SUNY Oswego’s compost program recognized for its sustainability

The recycling room in Penfield Library is where Lake Effect Cafe puts all of their recyclables everyday. Photo by: Gabriella Giglia
OSWEGO, N.Y. – SUNY Oswego is emphasizing the importance of sustainability on campus and is very collaborative with other offices on campus to promote sustainability.
The sustainability program won the 2022 College Recycling Leadership Award from the New York State Association of Reduction, Reuse, and Recycling. Jon Mills, campus sustainability coordinator, said that SUNY Oswego needed a composting program.
“It started out as two or three of us picking up all of these buckets from each facility and dumping them into big piles,” said Mills.
When the project originally started, the staff would stop at every retail cafe and dining hall every Monday through Saturday, leaving Sunday as the staff’s only day off. The staff would drive to Fulton every day to drop off compost.
All of the waste being picked up is pre-consumer waste which means that once the product is given to a student the waste no longer goes to compost.
Post-consumer waste, like leftovers, is not something that is being collected by the Sustainability Office at the moment.
“We were reached out to by Briston Hill Transfer Station and they were interested in becoming an industrial composting facility and they needed material to play around with,” said Mills.
Auxiliary Services and the Sustainability Office work together to compost and recycle as much as they can to make campus sustainable. Auxiliary Services includes all dining halls and retail cafes.
“We bag it all in compostable bioplastic and we store them in five gallon buckets, we then store them in the loading dock in 96 gallon totes for daily pick up six times a week,” Stephen McAfee, executive director of Auxiliary Services.
The locations recycle all possible waste products that can be and collect the coffee grounds for the composting program. The success of this collaboration has led to the 2022 College Recycling Leadership Award.
“I am proud because we are putting our money where our mouth is and saying that we are committed to this. I live on the Oswego river and that is my drinking water and a lot of communities,” said Stephen McAfee, executive director of Auxiliary Services.
This impacts the community as well because it can possibly inspire others to think more sustainably. The community also lives off of the river water so Oswego is trying to keep the water clean as well.
“To know that we changed one of the poorest counties in New York and they are the first one to actually get certified. This community cannot afford to increase the tax space and to be able to find a way out of it,” said McAfee.
The Sustainability Office is working on new ways to push more sustainable living on campus.
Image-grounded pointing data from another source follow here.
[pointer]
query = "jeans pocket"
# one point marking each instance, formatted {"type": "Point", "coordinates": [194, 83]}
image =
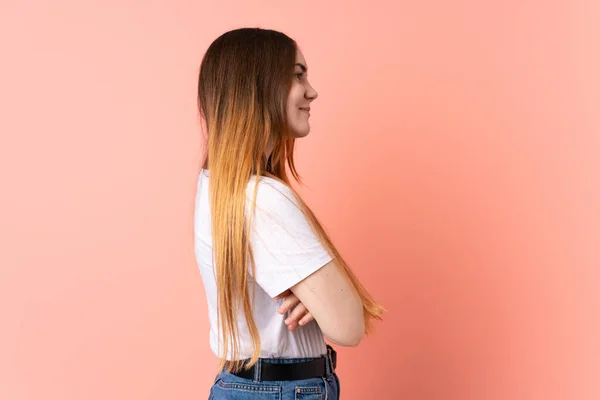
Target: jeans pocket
{"type": "Point", "coordinates": [309, 393]}
{"type": "Point", "coordinates": [223, 389]}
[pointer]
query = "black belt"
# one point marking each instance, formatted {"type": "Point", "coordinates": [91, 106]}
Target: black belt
{"type": "Point", "coordinates": [293, 371]}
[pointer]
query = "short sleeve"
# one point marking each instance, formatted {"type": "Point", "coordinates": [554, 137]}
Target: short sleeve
{"type": "Point", "coordinates": [284, 246]}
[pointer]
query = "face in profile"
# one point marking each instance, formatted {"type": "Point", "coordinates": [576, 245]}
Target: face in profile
{"type": "Point", "coordinates": [299, 99]}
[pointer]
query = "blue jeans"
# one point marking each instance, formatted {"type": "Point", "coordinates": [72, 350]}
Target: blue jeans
{"type": "Point", "coordinates": [231, 387]}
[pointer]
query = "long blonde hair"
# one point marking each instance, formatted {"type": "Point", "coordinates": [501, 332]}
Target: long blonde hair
{"type": "Point", "coordinates": [245, 78]}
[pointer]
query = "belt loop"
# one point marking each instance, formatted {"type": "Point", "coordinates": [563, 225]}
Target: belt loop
{"type": "Point", "coordinates": [257, 370]}
{"type": "Point", "coordinates": [328, 364]}
{"type": "Point", "coordinates": [330, 369]}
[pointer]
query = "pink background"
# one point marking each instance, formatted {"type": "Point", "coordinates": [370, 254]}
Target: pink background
{"type": "Point", "coordinates": [454, 158]}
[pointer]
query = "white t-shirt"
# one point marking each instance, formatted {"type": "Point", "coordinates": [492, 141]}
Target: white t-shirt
{"type": "Point", "coordinates": [285, 251]}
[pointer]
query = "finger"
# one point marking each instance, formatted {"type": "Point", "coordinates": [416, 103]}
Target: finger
{"type": "Point", "coordinates": [306, 319]}
{"type": "Point", "coordinates": [282, 295]}
{"type": "Point", "coordinates": [288, 303]}
{"type": "Point", "coordinates": [297, 313]}
{"type": "Point", "coordinates": [292, 326]}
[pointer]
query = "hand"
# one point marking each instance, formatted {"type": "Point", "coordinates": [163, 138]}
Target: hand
{"type": "Point", "coordinates": [299, 315]}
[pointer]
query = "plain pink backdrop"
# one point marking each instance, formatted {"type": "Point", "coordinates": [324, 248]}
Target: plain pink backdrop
{"type": "Point", "coordinates": [454, 158]}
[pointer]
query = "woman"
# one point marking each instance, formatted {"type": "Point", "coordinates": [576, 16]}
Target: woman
{"type": "Point", "coordinates": [276, 286]}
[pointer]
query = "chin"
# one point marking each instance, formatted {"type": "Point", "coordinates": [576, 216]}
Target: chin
{"type": "Point", "coordinates": [300, 133]}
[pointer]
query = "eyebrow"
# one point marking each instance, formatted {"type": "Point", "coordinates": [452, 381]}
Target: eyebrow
{"type": "Point", "coordinates": [302, 66]}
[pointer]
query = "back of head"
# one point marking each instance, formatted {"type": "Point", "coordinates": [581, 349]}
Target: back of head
{"type": "Point", "coordinates": [244, 81]}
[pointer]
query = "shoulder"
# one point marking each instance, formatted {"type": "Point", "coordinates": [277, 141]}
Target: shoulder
{"type": "Point", "coordinates": [271, 193]}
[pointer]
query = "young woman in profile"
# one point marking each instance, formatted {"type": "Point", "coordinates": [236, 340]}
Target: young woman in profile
{"type": "Point", "coordinates": [276, 285]}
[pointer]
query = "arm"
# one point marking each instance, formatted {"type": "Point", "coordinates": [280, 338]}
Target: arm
{"type": "Point", "coordinates": [333, 302]}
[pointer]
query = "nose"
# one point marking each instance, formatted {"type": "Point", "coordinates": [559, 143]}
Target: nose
{"type": "Point", "coordinates": [311, 94]}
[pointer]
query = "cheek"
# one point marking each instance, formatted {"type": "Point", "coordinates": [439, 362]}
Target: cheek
{"type": "Point", "coordinates": [296, 96]}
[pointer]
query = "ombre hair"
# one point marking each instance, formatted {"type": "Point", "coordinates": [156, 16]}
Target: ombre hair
{"type": "Point", "coordinates": [245, 79]}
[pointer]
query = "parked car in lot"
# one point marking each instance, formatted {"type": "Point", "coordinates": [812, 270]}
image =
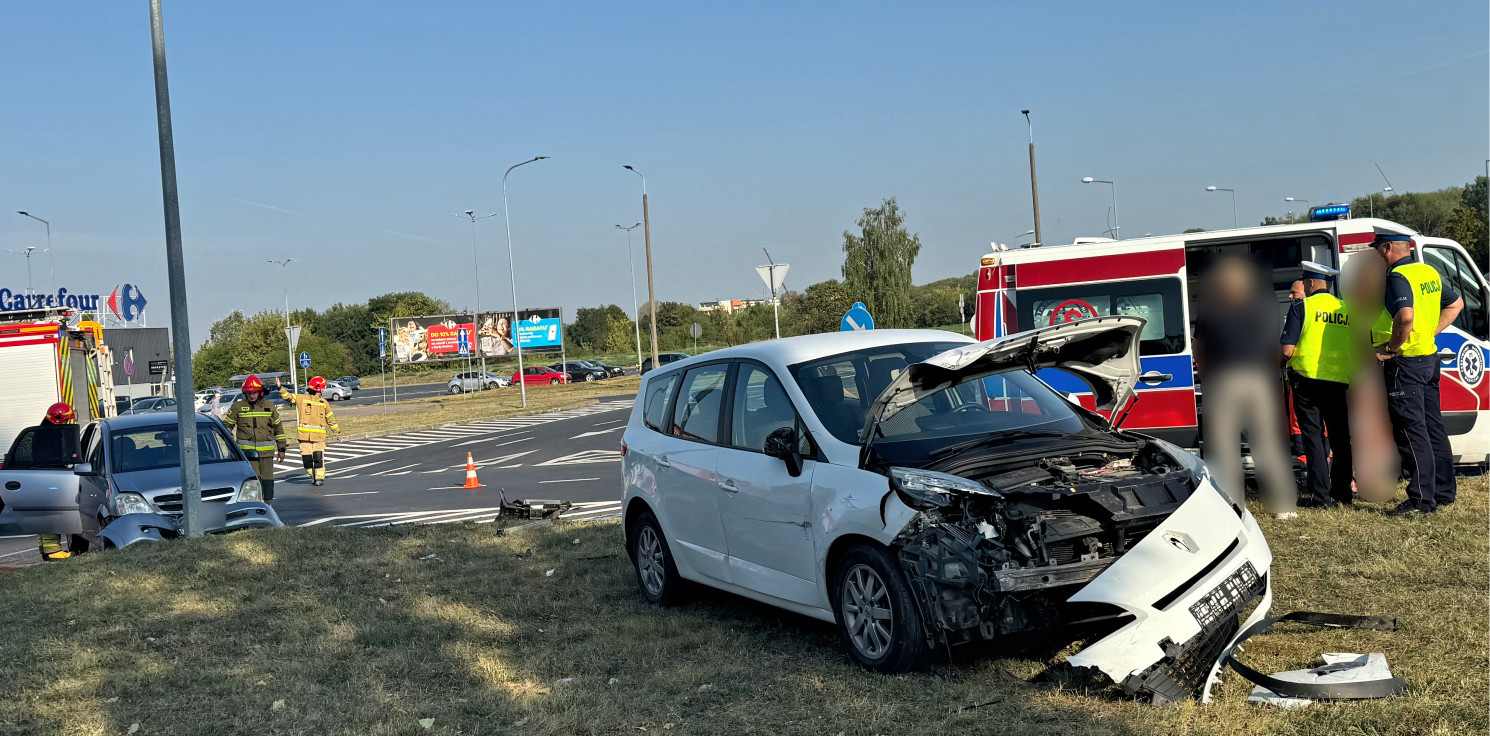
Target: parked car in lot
{"type": "Point", "coordinates": [116, 481]}
{"type": "Point", "coordinates": [476, 380]}
{"type": "Point", "coordinates": [541, 376]}
{"type": "Point", "coordinates": [921, 490]}
{"type": "Point", "coordinates": [663, 359]}
{"type": "Point", "coordinates": [580, 371]}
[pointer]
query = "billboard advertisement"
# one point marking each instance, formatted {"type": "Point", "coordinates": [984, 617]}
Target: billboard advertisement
{"type": "Point", "coordinates": [449, 337]}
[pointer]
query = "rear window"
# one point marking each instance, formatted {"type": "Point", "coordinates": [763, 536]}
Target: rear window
{"type": "Point", "coordinates": [1155, 300]}
{"type": "Point", "coordinates": [42, 447]}
{"type": "Point", "coordinates": [654, 407]}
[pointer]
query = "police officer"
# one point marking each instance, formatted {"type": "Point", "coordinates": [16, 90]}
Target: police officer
{"type": "Point", "coordinates": [315, 417]}
{"type": "Point", "coordinates": [1417, 307]}
{"type": "Point", "coordinates": [1316, 341]}
{"type": "Point", "coordinates": [257, 426]}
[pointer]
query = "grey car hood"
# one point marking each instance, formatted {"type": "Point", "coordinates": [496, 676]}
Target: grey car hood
{"type": "Point", "coordinates": [1100, 350]}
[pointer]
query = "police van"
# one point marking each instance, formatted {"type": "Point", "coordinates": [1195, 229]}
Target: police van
{"type": "Point", "coordinates": [1155, 277]}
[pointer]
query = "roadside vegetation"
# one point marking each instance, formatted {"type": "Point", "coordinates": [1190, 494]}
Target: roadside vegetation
{"type": "Point", "coordinates": [541, 630]}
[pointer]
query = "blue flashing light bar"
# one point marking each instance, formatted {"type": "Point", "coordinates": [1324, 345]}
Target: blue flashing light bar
{"type": "Point", "coordinates": [1329, 212]}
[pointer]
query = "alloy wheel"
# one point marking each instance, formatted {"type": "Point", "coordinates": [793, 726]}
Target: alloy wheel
{"type": "Point", "coordinates": [650, 560]}
{"type": "Point", "coordinates": [864, 602]}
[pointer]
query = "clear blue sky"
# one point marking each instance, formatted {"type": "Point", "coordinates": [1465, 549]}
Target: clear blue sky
{"type": "Point", "coordinates": [343, 133]}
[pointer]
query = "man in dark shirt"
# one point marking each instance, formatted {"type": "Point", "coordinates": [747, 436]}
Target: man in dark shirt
{"type": "Point", "coordinates": [1238, 364]}
{"type": "Point", "coordinates": [1417, 307]}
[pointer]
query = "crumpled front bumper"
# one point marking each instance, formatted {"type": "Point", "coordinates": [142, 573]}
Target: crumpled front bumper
{"type": "Point", "coordinates": [216, 519]}
{"type": "Point", "coordinates": [1186, 584]}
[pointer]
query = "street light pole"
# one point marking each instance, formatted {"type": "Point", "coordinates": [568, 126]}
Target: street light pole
{"type": "Point", "coordinates": [651, 291]}
{"type": "Point", "coordinates": [176, 277]}
{"type": "Point", "coordinates": [1034, 184]}
{"type": "Point", "coordinates": [1116, 230]}
{"type": "Point", "coordinates": [294, 380]}
{"type": "Point", "coordinates": [511, 274]}
{"type": "Point", "coordinates": [1234, 224]}
{"type": "Point", "coordinates": [636, 313]}
{"type": "Point", "coordinates": [476, 271]}
{"type": "Point", "coordinates": [51, 259]}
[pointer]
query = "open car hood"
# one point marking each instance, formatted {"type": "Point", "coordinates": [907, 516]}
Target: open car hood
{"type": "Point", "coordinates": [1101, 350]}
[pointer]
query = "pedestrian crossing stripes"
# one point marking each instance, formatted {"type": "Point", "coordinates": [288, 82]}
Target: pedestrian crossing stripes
{"type": "Point", "coordinates": [476, 429]}
{"type": "Point", "coordinates": [587, 511]}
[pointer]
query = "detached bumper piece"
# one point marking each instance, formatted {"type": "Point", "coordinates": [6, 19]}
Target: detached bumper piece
{"type": "Point", "coordinates": [534, 508]}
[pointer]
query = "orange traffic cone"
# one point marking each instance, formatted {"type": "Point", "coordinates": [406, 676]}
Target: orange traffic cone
{"type": "Point", "coordinates": [471, 478]}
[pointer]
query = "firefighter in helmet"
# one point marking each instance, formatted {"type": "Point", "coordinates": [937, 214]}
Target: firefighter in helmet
{"type": "Point", "coordinates": [257, 426]}
{"type": "Point", "coordinates": [51, 544]}
{"type": "Point", "coordinates": [315, 417]}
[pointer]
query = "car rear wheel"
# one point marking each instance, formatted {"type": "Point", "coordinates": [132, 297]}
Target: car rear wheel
{"type": "Point", "coordinates": [656, 572]}
{"type": "Point", "coordinates": [876, 617]}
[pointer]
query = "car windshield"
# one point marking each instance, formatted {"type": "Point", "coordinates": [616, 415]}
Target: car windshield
{"type": "Point", "coordinates": [842, 388]}
{"type": "Point", "coordinates": [151, 447]}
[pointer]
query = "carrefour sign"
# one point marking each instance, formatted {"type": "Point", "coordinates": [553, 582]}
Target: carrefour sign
{"type": "Point", "coordinates": [124, 301]}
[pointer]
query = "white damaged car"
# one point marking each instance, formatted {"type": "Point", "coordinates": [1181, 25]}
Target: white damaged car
{"type": "Point", "coordinates": [923, 490]}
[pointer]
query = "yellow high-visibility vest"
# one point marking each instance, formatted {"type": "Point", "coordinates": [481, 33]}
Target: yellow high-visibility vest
{"type": "Point", "coordinates": [1323, 347]}
{"type": "Point", "coordinates": [1426, 288]}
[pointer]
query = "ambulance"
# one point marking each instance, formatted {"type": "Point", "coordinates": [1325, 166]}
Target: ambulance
{"type": "Point", "coordinates": [1156, 277]}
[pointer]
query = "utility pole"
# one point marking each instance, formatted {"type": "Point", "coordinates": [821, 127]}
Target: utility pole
{"type": "Point", "coordinates": [651, 291]}
{"type": "Point", "coordinates": [1034, 184]}
{"type": "Point", "coordinates": [176, 277]}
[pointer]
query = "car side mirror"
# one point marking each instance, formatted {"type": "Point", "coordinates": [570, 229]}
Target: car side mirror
{"type": "Point", "coordinates": [782, 444]}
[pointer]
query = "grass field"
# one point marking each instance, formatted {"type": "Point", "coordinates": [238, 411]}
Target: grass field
{"type": "Point", "coordinates": [355, 632]}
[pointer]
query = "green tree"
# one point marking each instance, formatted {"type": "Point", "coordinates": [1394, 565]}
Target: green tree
{"type": "Point", "coordinates": [876, 264]}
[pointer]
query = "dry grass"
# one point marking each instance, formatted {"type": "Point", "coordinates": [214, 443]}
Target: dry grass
{"type": "Point", "coordinates": [487, 404]}
{"type": "Point", "coordinates": [350, 632]}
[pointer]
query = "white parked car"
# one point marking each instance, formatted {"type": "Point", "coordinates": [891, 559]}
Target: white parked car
{"type": "Point", "coordinates": [923, 490]}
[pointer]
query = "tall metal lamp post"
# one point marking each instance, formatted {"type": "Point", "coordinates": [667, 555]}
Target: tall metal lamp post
{"type": "Point", "coordinates": [1232, 201]}
{"type": "Point", "coordinates": [1116, 228]}
{"type": "Point", "coordinates": [511, 274]}
{"type": "Point", "coordinates": [51, 259]}
{"type": "Point", "coordinates": [651, 291]}
{"type": "Point", "coordinates": [636, 313]}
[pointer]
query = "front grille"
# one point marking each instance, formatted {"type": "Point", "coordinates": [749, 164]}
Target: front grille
{"type": "Point", "coordinates": [172, 502]}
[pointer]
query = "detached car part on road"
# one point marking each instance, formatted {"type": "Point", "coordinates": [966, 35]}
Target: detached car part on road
{"type": "Point", "coordinates": [924, 492]}
{"type": "Point", "coordinates": [116, 481]}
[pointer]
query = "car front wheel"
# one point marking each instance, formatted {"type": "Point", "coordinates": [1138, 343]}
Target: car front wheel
{"type": "Point", "coordinates": [876, 617]}
{"type": "Point", "coordinates": [656, 572]}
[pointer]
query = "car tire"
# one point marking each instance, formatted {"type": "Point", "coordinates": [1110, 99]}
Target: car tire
{"type": "Point", "coordinates": [876, 616]}
{"type": "Point", "coordinates": [651, 557]}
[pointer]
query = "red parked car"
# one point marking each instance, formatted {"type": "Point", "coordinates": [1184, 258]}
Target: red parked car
{"type": "Point", "coordinates": [541, 376]}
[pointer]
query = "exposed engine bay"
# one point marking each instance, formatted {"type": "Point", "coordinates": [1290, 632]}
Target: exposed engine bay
{"type": "Point", "coordinates": [1002, 541]}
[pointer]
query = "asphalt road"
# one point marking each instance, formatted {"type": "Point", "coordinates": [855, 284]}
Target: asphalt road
{"type": "Point", "coordinates": [417, 477]}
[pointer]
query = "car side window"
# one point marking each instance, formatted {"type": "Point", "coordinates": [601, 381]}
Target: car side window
{"type": "Point", "coordinates": [654, 408]}
{"type": "Point", "coordinates": [701, 403]}
{"type": "Point", "coordinates": [760, 408]}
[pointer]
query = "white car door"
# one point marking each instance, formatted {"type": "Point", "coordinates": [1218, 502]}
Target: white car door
{"type": "Point", "coordinates": [766, 510]}
{"type": "Point", "coordinates": [686, 458]}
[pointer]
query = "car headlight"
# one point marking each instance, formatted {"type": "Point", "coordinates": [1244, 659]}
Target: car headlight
{"type": "Point", "coordinates": [131, 504]}
{"type": "Point", "coordinates": [923, 489]}
{"type": "Point", "coordinates": [251, 490]}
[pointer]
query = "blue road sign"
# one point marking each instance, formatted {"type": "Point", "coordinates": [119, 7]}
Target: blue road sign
{"type": "Point", "coordinates": [857, 318]}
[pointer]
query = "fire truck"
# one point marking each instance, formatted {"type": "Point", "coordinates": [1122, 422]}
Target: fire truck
{"type": "Point", "coordinates": [43, 361]}
{"type": "Point", "coordinates": [1156, 277]}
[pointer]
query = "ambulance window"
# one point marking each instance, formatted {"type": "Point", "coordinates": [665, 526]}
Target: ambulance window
{"type": "Point", "coordinates": [1155, 300]}
{"type": "Point", "coordinates": [1457, 274]}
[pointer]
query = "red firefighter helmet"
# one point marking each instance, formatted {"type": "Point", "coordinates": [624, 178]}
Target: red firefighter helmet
{"type": "Point", "coordinates": [60, 414]}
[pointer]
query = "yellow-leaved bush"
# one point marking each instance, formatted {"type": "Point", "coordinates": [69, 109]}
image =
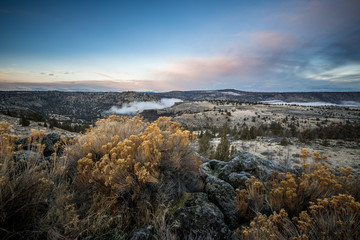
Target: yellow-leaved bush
{"type": "Point", "coordinates": [318, 203]}
{"type": "Point", "coordinates": [123, 156]}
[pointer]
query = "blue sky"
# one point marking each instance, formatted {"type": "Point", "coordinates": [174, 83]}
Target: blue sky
{"type": "Point", "coordinates": [297, 45]}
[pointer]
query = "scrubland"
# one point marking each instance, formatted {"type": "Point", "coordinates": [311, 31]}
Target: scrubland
{"type": "Point", "coordinates": [124, 174]}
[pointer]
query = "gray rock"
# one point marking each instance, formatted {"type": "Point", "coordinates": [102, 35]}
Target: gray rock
{"type": "Point", "coordinates": [238, 180]}
{"type": "Point", "coordinates": [223, 194]}
{"type": "Point", "coordinates": [242, 165]}
{"type": "Point", "coordinates": [144, 233]}
{"type": "Point", "coordinates": [199, 218]}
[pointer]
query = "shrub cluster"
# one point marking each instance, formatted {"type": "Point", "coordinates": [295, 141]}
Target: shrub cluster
{"type": "Point", "coordinates": [318, 203]}
{"type": "Point", "coordinates": [120, 175]}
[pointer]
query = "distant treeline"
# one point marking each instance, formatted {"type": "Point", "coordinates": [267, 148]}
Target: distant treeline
{"type": "Point", "coordinates": [47, 122]}
{"type": "Point", "coordinates": [347, 131]}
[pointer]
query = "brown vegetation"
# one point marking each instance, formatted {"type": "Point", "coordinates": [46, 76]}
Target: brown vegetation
{"type": "Point", "coordinates": [318, 203]}
{"type": "Point", "coordinates": [118, 176]}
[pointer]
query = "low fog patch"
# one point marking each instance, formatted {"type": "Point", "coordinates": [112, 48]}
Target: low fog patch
{"type": "Point", "coordinates": [131, 108]}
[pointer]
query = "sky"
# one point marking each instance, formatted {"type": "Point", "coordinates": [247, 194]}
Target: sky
{"type": "Point", "coordinates": [260, 45]}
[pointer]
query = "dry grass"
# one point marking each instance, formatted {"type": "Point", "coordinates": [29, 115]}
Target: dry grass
{"type": "Point", "coordinates": [320, 203]}
{"type": "Point", "coordinates": [120, 175]}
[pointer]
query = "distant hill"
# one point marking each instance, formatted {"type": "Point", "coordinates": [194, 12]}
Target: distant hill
{"type": "Point", "coordinates": [80, 105]}
{"type": "Point", "coordinates": [92, 105]}
{"type": "Point", "coordinates": [236, 95]}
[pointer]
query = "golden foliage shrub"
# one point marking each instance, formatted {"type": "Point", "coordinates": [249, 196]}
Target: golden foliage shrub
{"type": "Point", "coordinates": [137, 168]}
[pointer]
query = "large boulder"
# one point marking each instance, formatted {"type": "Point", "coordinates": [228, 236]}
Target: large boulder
{"type": "Point", "coordinates": [199, 218]}
{"type": "Point", "coordinates": [223, 195]}
{"type": "Point", "coordinates": [145, 233]}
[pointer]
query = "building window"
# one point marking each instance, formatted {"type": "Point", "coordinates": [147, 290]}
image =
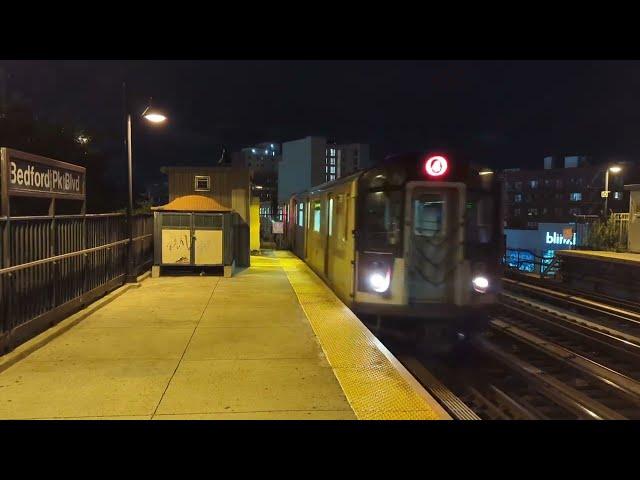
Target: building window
{"type": "Point", "coordinates": [202, 184]}
{"type": "Point", "coordinates": [575, 196]}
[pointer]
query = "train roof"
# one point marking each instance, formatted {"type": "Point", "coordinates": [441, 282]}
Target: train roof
{"type": "Point", "coordinates": [411, 163]}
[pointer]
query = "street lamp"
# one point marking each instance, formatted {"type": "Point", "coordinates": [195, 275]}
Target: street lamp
{"type": "Point", "coordinates": [154, 116]}
{"type": "Point", "coordinates": [613, 169]}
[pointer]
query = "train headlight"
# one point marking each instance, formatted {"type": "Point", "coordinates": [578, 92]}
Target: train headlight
{"type": "Point", "coordinates": [480, 284]}
{"type": "Point", "coordinates": [380, 281]}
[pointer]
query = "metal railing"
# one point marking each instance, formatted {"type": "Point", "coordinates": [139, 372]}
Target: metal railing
{"type": "Point", "coordinates": [51, 265]}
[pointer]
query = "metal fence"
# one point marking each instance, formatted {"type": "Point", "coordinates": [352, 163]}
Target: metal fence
{"type": "Point", "coordinates": [54, 265]}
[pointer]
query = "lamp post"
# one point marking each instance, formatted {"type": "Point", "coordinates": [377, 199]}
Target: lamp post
{"type": "Point", "coordinates": [154, 116]}
{"type": "Point", "coordinates": [613, 169]}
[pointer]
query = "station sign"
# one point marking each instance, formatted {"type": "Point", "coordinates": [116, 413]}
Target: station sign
{"type": "Point", "coordinates": [29, 175]}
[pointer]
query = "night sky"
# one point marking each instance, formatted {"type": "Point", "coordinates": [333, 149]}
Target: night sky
{"type": "Point", "coordinates": [503, 113]}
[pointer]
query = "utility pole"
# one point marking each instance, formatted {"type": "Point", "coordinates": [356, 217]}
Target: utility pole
{"type": "Point", "coordinates": [3, 93]}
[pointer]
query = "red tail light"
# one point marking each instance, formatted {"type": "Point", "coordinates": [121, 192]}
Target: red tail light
{"type": "Point", "coordinates": [436, 166]}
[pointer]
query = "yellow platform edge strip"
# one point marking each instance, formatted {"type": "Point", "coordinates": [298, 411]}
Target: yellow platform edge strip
{"type": "Point", "coordinates": [376, 384]}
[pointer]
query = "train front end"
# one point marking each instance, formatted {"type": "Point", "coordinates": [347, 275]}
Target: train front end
{"type": "Point", "coordinates": [429, 242]}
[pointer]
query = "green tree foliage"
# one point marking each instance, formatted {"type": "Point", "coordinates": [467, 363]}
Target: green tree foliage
{"type": "Point", "coordinates": [21, 129]}
{"type": "Point", "coordinates": [604, 235]}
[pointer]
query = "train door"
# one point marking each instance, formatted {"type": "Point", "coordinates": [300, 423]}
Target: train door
{"type": "Point", "coordinates": [434, 236]}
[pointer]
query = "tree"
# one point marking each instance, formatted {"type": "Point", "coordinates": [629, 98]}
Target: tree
{"type": "Point", "coordinates": [604, 235]}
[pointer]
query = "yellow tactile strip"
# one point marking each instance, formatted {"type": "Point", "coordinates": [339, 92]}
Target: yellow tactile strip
{"type": "Point", "coordinates": [375, 384]}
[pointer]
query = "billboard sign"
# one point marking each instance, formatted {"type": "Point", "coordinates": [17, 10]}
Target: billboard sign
{"type": "Point", "coordinates": [30, 175]}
The campus is looking for ways in the dining hall to get the excess food waste from the plates of students.
“The real next push is to provide educational materials about where you dump your food waste and where to put your silverware…so the biggest overhaul is how can we capture that waste in a way where we don’t need contamination issues,” said Mills.
Students are trained already to separate and scrape the plates in the dining hall which can then take a step further to leftover foods that get thrown away to go into composting.
The next step for the Sustainability Office is potentially looking to develop some composting and sustainability techniques in the on-campus apartments The Village for students that do not rely on the dining hall.
It is an independent living situation, so the Sustainability Office is looking to help make the transition into a more sustainable lifestyle that they can carry throughout their lives.
For students looking to get more involved on campus, Shining Waters goes weekly to the lakeshore to collect waste, but also for students to understand how to pick up garbage or trash on the walk to class.
Shining Waters is a program on campus that goes down to the lakeshore every week to pick up excess waste and garbage. The program also picks up trash on campus while volunteers are on the way to the water.